Mitch woke up this morning looked me straight in the eyes and said
"gooooo". To do this, his mouth makes what appears to be a near smile. He uses all the muscles of his face. You could see the intense concentration it took to make this teeny, adorable, heart-melting little sound. It felt as if my sleepy little newborn knows he just turned one month old and decided to wake up. I love his happy, wide-eyed morning hours. This is nearly the only time he remains awake without being in a panic that he may starve to death. His behavior is so reminiscent of his older brother, Curtis. As newborns, these two transitioned instantly from sound, undisturbable sleep to screaming, starved cries. I would be lying if I didn't admit to teasing them a bit, and making fun of the ridiculous idea that I might not feed them sometime in the very near future. Chill out, little dude.

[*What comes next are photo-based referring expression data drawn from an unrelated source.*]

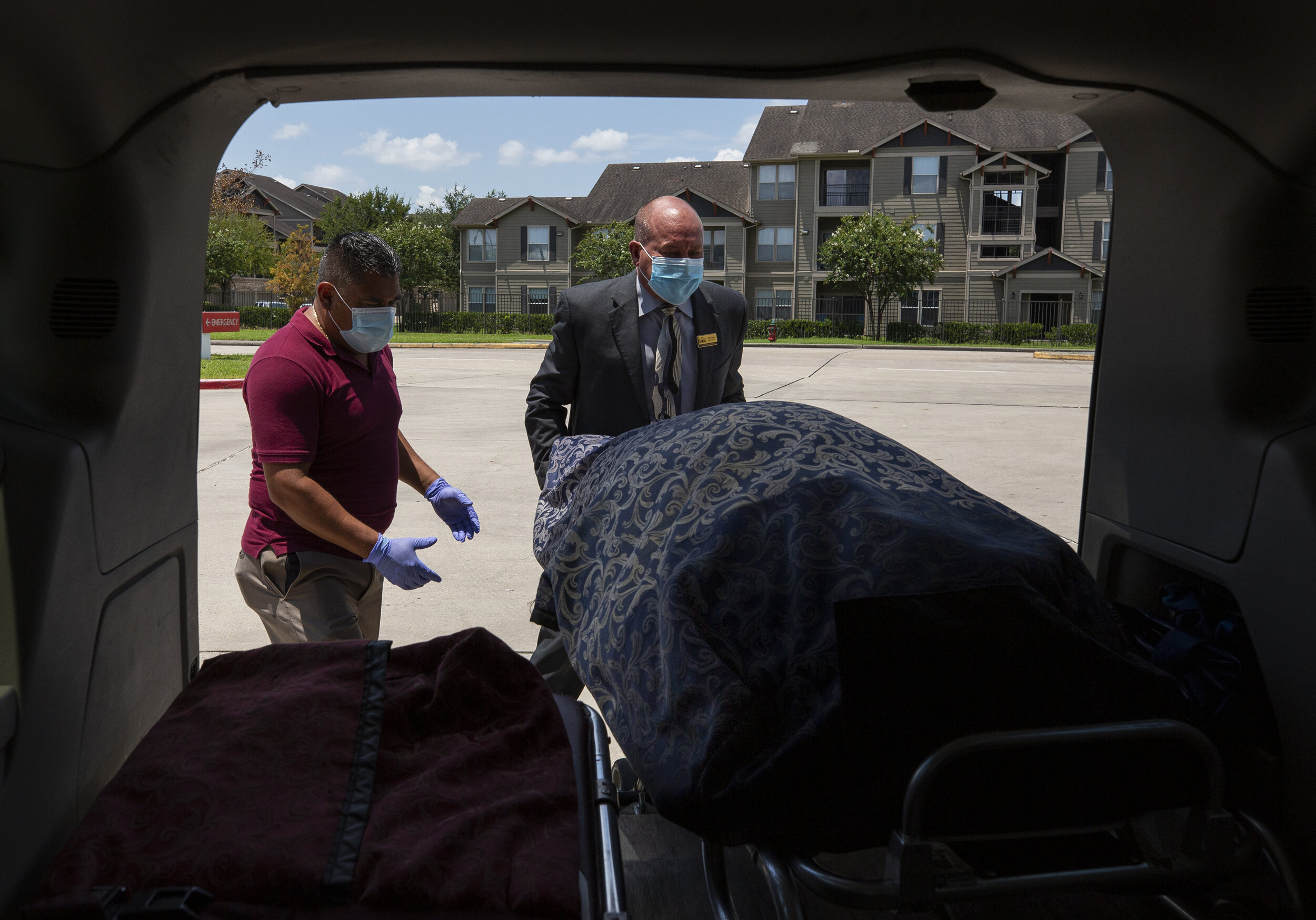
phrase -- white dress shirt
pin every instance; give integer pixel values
(651, 327)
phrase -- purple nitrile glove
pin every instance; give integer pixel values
(456, 510)
(398, 563)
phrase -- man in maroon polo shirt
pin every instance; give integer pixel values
(327, 460)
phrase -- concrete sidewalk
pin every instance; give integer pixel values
(1006, 424)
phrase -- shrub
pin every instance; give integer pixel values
(487, 324)
(1015, 333)
(806, 329)
(1080, 333)
(904, 332)
(264, 317)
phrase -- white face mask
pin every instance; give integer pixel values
(372, 327)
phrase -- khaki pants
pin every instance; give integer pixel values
(328, 597)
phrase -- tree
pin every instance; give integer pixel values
(236, 244)
(882, 259)
(423, 252)
(228, 191)
(365, 211)
(295, 272)
(441, 216)
(606, 251)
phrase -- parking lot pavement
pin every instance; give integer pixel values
(1007, 424)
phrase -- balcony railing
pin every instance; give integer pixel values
(845, 196)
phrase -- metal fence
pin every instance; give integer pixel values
(424, 302)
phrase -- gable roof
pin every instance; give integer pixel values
(1049, 253)
(623, 188)
(1007, 158)
(485, 211)
(323, 193)
(840, 127)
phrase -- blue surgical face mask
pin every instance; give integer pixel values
(674, 279)
(372, 327)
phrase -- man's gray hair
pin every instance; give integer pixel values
(356, 254)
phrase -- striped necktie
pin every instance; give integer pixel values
(666, 395)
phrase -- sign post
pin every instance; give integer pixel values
(216, 322)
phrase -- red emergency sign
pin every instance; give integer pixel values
(219, 322)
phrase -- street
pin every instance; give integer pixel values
(1009, 425)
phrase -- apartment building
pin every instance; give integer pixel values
(1019, 202)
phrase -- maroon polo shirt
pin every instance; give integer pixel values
(310, 404)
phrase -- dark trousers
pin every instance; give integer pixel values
(551, 658)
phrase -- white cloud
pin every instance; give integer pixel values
(430, 196)
(602, 141)
(745, 132)
(419, 153)
(333, 177)
(511, 154)
(548, 156)
(290, 132)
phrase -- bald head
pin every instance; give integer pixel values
(667, 216)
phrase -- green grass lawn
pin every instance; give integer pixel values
(261, 335)
(1031, 346)
(225, 366)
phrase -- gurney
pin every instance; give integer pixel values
(994, 731)
(349, 779)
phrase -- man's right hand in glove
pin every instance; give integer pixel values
(396, 561)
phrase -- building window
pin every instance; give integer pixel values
(923, 177)
(537, 244)
(482, 301)
(715, 248)
(845, 183)
(482, 245)
(777, 183)
(775, 244)
(770, 304)
(1003, 211)
(922, 307)
(539, 298)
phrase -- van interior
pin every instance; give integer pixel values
(1202, 441)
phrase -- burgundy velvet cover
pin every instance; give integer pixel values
(240, 785)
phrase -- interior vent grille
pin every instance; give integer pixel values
(1280, 314)
(83, 308)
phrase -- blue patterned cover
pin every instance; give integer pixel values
(694, 565)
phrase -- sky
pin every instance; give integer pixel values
(537, 145)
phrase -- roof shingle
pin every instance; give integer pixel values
(838, 127)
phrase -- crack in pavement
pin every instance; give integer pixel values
(224, 458)
(803, 378)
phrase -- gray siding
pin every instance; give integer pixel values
(1083, 206)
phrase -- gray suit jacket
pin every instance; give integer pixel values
(594, 362)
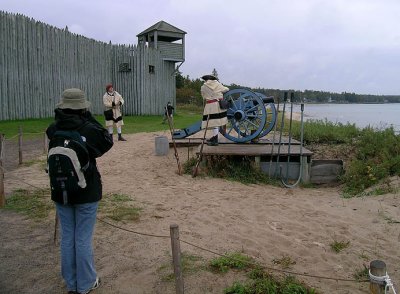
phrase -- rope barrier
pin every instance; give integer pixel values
(222, 255)
(131, 231)
(382, 280)
(274, 269)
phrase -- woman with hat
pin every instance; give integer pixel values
(78, 216)
(213, 91)
(113, 101)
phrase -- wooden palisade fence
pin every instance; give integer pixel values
(39, 61)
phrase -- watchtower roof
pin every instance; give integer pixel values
(164, 28)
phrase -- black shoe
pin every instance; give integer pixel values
(120, 138)
(213, 141)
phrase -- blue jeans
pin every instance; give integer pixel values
(77, 261)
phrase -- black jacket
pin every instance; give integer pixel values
(98, 142)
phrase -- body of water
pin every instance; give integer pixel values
(362, 115)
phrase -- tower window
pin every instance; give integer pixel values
(151, 69)
(124, 67)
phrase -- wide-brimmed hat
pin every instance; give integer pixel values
(73, 99)
(209, 77)
(108, 86)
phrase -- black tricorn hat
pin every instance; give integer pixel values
(209, 77)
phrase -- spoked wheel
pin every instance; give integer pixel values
(246, 115)
(271, 114)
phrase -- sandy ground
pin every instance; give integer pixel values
(264, 222)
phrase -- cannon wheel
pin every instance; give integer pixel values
(246, 115)
(271, 116)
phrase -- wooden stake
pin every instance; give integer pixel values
(45, 143)
(20, 145)
(378, 269)
(2, 196)
(176, 258)
(56, 229)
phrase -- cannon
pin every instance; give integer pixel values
(251, 115)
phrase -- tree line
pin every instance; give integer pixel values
(188, 92)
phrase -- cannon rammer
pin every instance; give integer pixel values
(251, 115)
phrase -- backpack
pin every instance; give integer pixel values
(67, 161)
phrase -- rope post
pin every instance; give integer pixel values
(20, 145)
(176, 258)
(378, 269)
(2, 196)
(45, 143)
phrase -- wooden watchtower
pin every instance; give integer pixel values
(166, 38)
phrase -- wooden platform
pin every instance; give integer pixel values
(222, 141)
(255, 150)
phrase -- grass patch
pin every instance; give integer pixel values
(285, 261)
(338, 246)
(119, 207)
(262, 282)
(35, 204)
(231, 168)
(233, 260)
(191, 264)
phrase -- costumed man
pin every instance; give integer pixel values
(168, 112)
(212, 91)
(113, 100)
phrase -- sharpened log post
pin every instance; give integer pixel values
(20, 145)
(176, 258)
(378, 269)
(2, 196)
(45, 143)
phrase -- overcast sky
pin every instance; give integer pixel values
(331, 45)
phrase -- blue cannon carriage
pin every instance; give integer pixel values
(250, 116)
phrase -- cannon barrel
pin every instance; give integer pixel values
(250, 115)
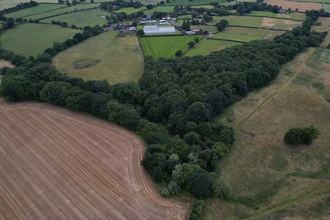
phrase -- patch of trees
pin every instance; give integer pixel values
(173, 105)
(78, 37)
(296, 136)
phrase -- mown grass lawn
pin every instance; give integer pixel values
(33, 39)
(166, 46)
(63, 10)
(262, 14)
(121, 59)
(89, 18)
(34, 10)
(207, 46)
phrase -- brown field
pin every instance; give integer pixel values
(302, 6)
(58, 164)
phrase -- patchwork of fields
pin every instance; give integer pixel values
(88, 18)
(121, 59)
(33, 39)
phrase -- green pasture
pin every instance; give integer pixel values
(159, 9)
(63, 11)
(89, 18)
(262, 14)
(130, 10)
(165, 46)
(41, 8)
(194, 2)
(120, 58)
(206, 46)
(33, 39)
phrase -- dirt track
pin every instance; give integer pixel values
(57, 164)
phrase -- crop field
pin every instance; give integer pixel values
(165, 46)
(33, 39)
(35, 10)
(262, 14)
(280, 23)
(261, 163)
(89, 18)
(194, 2)
(62, 11)
(130, 10)
(59, 164)
(160, 9)
(206, 46)
(302, 6)
(120, 58)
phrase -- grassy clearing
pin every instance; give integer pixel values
(263, 163)
(299, 16)
(63, 10)
(89, 18)
(194, 2)
(241, 34)
(262, 14)
(205, 47)
(160, 9)
(165, 46)
(130, 10)
(33, 39)
(324, 27)
(34, 10)
(117, 59)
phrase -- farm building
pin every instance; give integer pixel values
(154, 29)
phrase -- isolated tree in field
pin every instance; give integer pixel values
(200, 183)
(191, 44)
(296, 136)
(178, 53)
(140, 32)
(149, 6)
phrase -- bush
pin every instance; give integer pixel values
(296, 136)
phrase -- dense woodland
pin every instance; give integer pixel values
(173, 105)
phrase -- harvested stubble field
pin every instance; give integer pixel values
(121, 59)
(206, 46)
(88, 18)
(302, 6)
(59, 164)
(262, 163)
(37, 37)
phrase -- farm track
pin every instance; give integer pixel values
(58, 164)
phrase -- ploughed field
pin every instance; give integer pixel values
(58, 164)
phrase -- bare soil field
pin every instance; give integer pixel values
(302, 6)
(58, 164)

There is a very good chance Mitch will use a pacifier. He nurses like a champ, and at over 12lbs, I believe he ranks as my largest 1 month old to date. Curtis being a very, very close second. I'm packing away the newborn/0 to 3
month clothes and finishing out this last box of Size 1 Swaddlers. The "one month" onesie that fit George perfectly, may have been cutting off all circulation to Mitchell's arms. In an effort to demonstrate just how big this 'little boy' appears, I'll mentions an incident from the other day. A co-worker's husband, who happened to be standing nearby as Matt shot the one month photos, asked, "How old is he?" To which, Matt replied, "Is that a joke?" The guy just kind of laughed, and said "Oh yeah! I'm pretty sure my daughter wasn't even that big at four months." I've said it before and I'll say it again, I don't put too much stock in a newborn's size. In fact, George proves it to absolutely make no difference in the kid's final size. He was my largest at birth by a pound, and at a year and a half is my smallest on the charts. But it makes me a little sad that most of my newborn clothing has been worn only 4 times (once by each child) before it gets packed away, mostly because this is an obvious indicator of growth, time and maturity.
There are a million milestones to look forward to every day. I cannot wait to see if Mitch loses that dark hair and those dark(ish) eyes to follow in his brothers' footsteps or remains brown like his mom. I am curious to see if he will outgrow Brock, and remain my tallest, heaviest kid. Will he be an athlete as I predicted while he was growing in my belly? Or will he absolutely lack any coordination whatsoever and become somewhat of an engineering nerd like his father? Will he, too, be a happy, happy baby, toddler and kid? Will the hair ever disappear from the edge of his ears!? What will his first word be? Will he crawl at 4 months like Curtis? Or pretty much go straight to walking by 10 months like Brock? Will he not do anything like the 3 preceding him and shock me completely? Already I see expressiveness that approaches George's face-making skills...but to surpass that little, comical genius would be impressive.
All I do know about Mitch, is that I love him as much as the other three. From the moment I saw that face. It hit me hard. Maybe the routine of it all, the pregnancy the same, the delivery the same, all of it the same as three times before. Maybe that made me forget that despite the monotony of the whole child creating process, there is NO monotony to each individual child. They come out completely, and utterly they're own person. They do not dip into my love pool, but expand it, infinitely. Mitch does nothing but make my days brighter (ok, and busier). He makes me relax, and smile, and appreciate my husband, children, family, friends, and life.
His brother's LOVE him. If Curtis does not know where I have lain the baby, he always asks. He must know where his brother is at all times. He tells everyone about "Baby Mitch" and introduces him to his teachers, strangers at the park or anyone he can whenever the opportunity arrises. Brock consistently gazes into Mitch's eyes and remarks "he's so cute." George gives him the same sloppy, sticky, slobbering kisses he affords us, and frequently this lands in poor Mitchell's eye. The three older brothers seem totally aware and even excited that their family has changed permanently and is a group of 6 now. Matt has already begun with the nicknaming...and what I mean by that is, he enjoys replacing most expletives that normally contain the word for a female dog, with 'Mitch'. I.E. Son of a Mitch. Or Mitch's be trippin'. Or Mitch, paleeeese!
What I'm trying to say, is at one month, Mitch has become a vital member of the family. We are all settled and couldn't be happier. Thanks to my Mitch for making our family even more complete and vibrant. We love you, man.